December 27, 2012 By Steven Place

While many other markets have been chopped up in ranges, a significant trend change is underway in the Japanese Yen.

Below is a weekly chart of the USD/JPY cross:

usd-jpy-forex-cross

Do note that this is a chart of the dollar relative to the yen, which means a move higher in the dollar and a move lower in the yen.

Some Quick Technicals

There has been several trend breaks and the completion of an inverse head and shoulders bottom. The target of this pattern is around 95, but because the pattern is 3 years long, it can take a while to get there.

Nevertheless, a significant cyclical trend change has taken place. This price action has fundamental events supporting it, including political change in Japan as well as commitments to infrastructure and defense.

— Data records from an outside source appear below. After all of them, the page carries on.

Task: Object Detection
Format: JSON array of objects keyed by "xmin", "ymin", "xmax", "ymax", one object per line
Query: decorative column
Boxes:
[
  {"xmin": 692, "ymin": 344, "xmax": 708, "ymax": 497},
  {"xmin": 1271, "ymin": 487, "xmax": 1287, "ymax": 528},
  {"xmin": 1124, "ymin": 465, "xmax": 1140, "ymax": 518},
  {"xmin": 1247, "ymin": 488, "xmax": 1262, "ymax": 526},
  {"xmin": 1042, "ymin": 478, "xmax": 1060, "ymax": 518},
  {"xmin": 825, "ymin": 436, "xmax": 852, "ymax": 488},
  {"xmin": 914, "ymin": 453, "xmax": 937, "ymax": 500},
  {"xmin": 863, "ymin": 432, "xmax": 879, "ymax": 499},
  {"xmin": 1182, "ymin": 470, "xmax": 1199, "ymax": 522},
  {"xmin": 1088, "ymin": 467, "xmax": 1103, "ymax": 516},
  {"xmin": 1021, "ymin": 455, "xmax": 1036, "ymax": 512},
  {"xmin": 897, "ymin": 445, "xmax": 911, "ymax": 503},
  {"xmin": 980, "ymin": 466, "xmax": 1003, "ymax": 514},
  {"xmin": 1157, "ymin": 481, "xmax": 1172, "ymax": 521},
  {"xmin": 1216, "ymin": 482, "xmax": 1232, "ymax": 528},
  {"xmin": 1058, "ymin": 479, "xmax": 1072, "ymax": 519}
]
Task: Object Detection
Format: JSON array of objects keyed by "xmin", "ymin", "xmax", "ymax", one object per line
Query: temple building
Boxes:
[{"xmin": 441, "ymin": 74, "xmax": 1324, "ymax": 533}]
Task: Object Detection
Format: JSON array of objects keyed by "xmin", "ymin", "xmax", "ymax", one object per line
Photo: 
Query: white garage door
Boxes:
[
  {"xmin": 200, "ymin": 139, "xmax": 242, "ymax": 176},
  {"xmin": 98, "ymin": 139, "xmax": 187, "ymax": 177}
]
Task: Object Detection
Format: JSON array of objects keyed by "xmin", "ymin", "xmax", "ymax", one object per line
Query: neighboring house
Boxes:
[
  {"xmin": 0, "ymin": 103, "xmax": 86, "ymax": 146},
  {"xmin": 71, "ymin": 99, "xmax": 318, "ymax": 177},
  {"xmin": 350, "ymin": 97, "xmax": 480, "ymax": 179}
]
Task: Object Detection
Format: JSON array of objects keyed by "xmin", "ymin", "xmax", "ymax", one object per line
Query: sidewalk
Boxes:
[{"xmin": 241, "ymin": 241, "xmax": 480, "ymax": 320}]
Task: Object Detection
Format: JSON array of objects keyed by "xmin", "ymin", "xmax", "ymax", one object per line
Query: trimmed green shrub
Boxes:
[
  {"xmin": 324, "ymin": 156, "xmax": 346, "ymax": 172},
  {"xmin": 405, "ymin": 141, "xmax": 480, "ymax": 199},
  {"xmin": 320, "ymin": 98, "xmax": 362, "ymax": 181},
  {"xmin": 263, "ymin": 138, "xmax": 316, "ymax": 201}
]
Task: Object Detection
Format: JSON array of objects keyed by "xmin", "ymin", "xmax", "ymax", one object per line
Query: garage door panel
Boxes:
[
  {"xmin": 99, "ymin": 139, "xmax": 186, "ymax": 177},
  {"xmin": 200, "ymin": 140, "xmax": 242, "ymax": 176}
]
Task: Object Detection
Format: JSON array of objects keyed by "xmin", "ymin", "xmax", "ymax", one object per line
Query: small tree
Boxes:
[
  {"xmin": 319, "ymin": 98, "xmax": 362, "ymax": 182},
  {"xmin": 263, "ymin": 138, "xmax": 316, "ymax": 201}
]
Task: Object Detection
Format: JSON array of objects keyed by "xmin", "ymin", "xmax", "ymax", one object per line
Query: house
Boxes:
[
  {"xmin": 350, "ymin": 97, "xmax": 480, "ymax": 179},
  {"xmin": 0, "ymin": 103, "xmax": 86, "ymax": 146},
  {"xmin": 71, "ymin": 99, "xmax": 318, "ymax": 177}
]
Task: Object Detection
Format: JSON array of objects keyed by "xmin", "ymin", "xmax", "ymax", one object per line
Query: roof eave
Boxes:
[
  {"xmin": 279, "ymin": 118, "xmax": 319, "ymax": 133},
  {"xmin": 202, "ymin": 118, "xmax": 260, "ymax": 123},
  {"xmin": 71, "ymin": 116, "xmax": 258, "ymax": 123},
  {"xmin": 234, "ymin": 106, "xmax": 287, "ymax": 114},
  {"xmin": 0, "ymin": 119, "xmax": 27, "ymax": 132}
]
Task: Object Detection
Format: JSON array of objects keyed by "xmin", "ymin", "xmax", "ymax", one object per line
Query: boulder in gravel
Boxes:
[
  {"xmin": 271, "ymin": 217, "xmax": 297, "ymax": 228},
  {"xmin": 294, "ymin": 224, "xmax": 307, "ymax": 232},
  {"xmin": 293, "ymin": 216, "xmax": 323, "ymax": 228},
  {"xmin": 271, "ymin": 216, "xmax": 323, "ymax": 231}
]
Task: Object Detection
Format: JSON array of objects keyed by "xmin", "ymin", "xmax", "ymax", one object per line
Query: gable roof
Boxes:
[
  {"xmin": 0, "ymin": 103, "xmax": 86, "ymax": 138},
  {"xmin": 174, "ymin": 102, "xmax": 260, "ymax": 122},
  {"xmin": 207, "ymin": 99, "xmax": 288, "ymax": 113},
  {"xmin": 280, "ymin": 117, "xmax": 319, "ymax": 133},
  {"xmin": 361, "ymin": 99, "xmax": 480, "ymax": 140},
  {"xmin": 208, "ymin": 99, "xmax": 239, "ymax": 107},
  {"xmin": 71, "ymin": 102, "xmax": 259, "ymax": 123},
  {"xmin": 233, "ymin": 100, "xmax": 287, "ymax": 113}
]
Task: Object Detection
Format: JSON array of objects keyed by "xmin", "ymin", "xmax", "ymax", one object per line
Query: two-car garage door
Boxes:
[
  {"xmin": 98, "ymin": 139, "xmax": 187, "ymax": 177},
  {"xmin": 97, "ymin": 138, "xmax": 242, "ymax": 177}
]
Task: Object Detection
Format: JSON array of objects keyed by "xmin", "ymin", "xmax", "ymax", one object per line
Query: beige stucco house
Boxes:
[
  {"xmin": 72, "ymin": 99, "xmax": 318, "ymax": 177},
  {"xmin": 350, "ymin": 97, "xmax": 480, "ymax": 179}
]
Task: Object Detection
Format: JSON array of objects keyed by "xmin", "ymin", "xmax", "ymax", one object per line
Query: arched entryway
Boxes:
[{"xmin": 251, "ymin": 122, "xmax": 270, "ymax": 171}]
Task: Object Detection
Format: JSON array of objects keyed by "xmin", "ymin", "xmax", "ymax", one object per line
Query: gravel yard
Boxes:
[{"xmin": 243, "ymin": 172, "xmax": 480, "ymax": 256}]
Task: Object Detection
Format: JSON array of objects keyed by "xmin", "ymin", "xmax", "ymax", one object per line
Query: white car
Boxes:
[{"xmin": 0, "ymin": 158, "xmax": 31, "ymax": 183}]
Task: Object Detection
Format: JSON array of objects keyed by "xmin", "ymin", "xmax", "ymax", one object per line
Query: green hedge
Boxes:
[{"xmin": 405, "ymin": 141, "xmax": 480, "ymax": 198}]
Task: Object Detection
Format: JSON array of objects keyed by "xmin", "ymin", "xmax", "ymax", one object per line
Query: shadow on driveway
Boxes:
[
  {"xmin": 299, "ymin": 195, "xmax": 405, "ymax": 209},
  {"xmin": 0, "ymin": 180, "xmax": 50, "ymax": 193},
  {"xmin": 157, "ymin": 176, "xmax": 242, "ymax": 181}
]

This is combined with central bank motivation to weaken the yen.

A Look at Volatility

We can look at FXY options to get a feel for the perception of risk in the market:

fxy-implied-volatility

The chart above (courtesy of LiveVol) is the comparison between the implied volatility and the historical volatility in FXY.

Even though volatility has continued to decline in the stock, the implied volatility has stayed fairly elevated. Why is this?

Most likely, it is because the volatility has been all in one direction, so puts have continued to be bought in the face of this move lower in the yen.

A Trend Continuation Trade

Because volatility is still elevated, it would make sense to sell puts. But that doesn't mean we have to end up net long FXY-- instead we can use a covered short as a way to follow the trend and sell volatility.

A covered short is a combination of short stock and short puts.

As an example trade consider this:

Sell -100 Shares FXY at 114

Sell -1 March 114 put for 1.95

This trade would put your short basis around 116 and the maximum gain you can receive is 195.

fxy-risk

Keep in mind that this trade is already stretched and may require some reversion, so averaging into the trade would be good risk management.

The goal here is to use the option sale to help finance your short sale and raise the basis, thereby reducing your risk.

If FXY runs higher, you can then take the short put off for a profit and end up straight up short FXY, or you could roll the  put to a higher strike to continue to reduce your risk.

Other Combinations

To reduce margin considerations, consider using spot forex (USD/JPY) or currency futures (6J) to put on the short trade-- this will reduce the overall cash required for the trade.